Designed for educational use in K-12 classrooms, the suitcases are being made available free to Cincinnati area teachers thanks to funding from the Elsa Heisel Sule Foundation and the Charles H. Dater Foundation. The project will begin serving teachers and students in September 2016.
Lessons learned
Xavier history professor Christine Anderson created the first King Records suitcase: “Civil Rights and Black Musicians Traveling on the Chitlin’ Circuit,” a reference to the performance venues that were safe for musicians and others in the segregated South. She became engaged in the King Studios project via the Eigel Center and Rhiney, who helps faculty members identify projects that utilize academic expertise and willing students for community betterment.
“I was drawn in that way,” Anderson says. “I both teach and do research in Cincinnati history and African-American history. The King Studios project really appealed to me. The history of collaboration and local creativity just seemed like a really positive thing that I could use my academic expertise to help students understand these cultural experiences as well as share them beyond the university’s walls.”
In her classes she explains that King was one of the first Cincinnati businesses to employ a racially integrated workforce.
“That’s an important story we need to tell,” Anderson says. “You have to remember that racial discrimination and segregation existed in the North (as well as the South) in the 1940s and 1950s. But there were people — not necessarily political activists — who worked to change things, to make things better.”
In a seminar with first-year Xavier students this fall, Anderson focused on “The Culture of Civil Rights,” including a unit on King Records that employed the suitcase she developed.
“The students really liked that, and they’re still talking about James Brown’s song ‘Say It Loud – I’m Black and I’m Proud,’” she says. “I plan to teach a course called ‘African Americans’ Struggle for Equality’ in the spring, and we’ll touch on King.”
Thanks to the Ohio History Service Corps, Anderson is working with Claire Payne, an Oberlin College grad serving as an AmeriCorps volunteer who’s creating a youth docent program for King Studios and developing another suitcase, “The Great Migration.”

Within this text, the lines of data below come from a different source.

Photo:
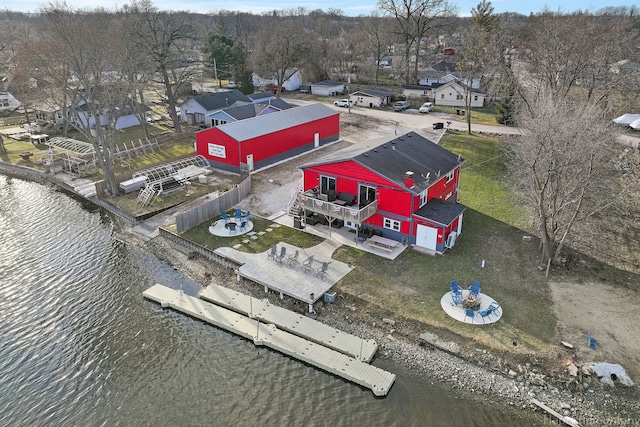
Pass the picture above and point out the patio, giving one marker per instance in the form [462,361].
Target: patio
[458,312]
[345,236]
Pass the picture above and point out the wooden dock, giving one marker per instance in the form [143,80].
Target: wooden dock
[294,323]
[329,360]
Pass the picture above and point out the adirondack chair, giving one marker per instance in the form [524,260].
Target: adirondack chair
[307,265]
[291,259]
[322,271]
[457,298]
[281,256]
[272,252]
[469,313]
[455,288]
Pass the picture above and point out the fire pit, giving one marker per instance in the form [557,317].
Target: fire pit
[471,303]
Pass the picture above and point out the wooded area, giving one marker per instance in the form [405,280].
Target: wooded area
[560,77]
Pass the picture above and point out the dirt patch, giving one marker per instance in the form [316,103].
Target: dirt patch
[608,313]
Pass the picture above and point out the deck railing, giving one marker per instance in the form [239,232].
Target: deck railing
[310,201]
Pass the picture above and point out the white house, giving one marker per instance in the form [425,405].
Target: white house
[372,97]
[327,88]
[8,102]
[453,94]
[292,80]
[196,110]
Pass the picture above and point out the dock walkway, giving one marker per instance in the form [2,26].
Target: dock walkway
[291,322]
[349,368]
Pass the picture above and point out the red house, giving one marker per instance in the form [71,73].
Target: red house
[264,140]
[405,189]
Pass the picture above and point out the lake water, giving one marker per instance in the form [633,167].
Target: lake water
[81,347]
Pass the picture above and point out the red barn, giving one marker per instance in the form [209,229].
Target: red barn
[264,140]
[405,189]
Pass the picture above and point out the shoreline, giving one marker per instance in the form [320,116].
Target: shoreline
[477,378]
[480,376]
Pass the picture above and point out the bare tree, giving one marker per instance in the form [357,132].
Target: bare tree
[281,53]
[563,166]
[414,19]
[377,34]
[95,87]
[474,51]
[167,39]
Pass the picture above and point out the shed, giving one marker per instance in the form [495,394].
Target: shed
[260,141]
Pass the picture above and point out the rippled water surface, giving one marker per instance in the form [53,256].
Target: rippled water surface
[80,346]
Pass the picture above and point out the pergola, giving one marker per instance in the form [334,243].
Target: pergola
[78,157]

Cincinnati was a destination for people heading north from Appalachia and the South in the mid-20th century, and King’s recordings drew on those traditions. Lessons in Payne’s toolkit will focus on factors that pushed and pulled musicians and audiences from the South and how their experiences shaped music recorded at King.
Three additional suitcases will be developed by Fall 2016:
Music and Fine Arts. As an enterprise that recorded country and R&B songs and artists, King Records used the nation’s first integrated session band. The diverse artists — including drummer
Philip Paul, who still lives in Cincinnati and serves as an ambassador for the King legacy — led to musical creativity and innovation. This suitcase will focus on recordings that changed the musical landscape in the 1950s and contributed to the birth of rock & roll.
Economics and Entrepreneurship. King was a successful small business, and owner Syd Nathan’s career illustrates topics in entrepreneurship and business models. By exploring King’s story as a business, teachers can discuss economics, history, psychology, sociology, art, music and English.
Science, Technology and Popular Culture. King took advantage of and impacted the evolution of popular music in the mid-20th century. Smaller phonographs and transistor radios enabled young people to listen to new musical genres, which affected advertising and media and helped shape science and technology.
Efforts continue behind the scenes to preserve the King Records buildings where music history was made. Meanwhile, the collaborative endeavor between Xavier and Evanston is bringing educational stories to classrooms and civic spaces, ensuring that future generations will continue to benefit from the music and creativity produced in Evanston a half-century ago.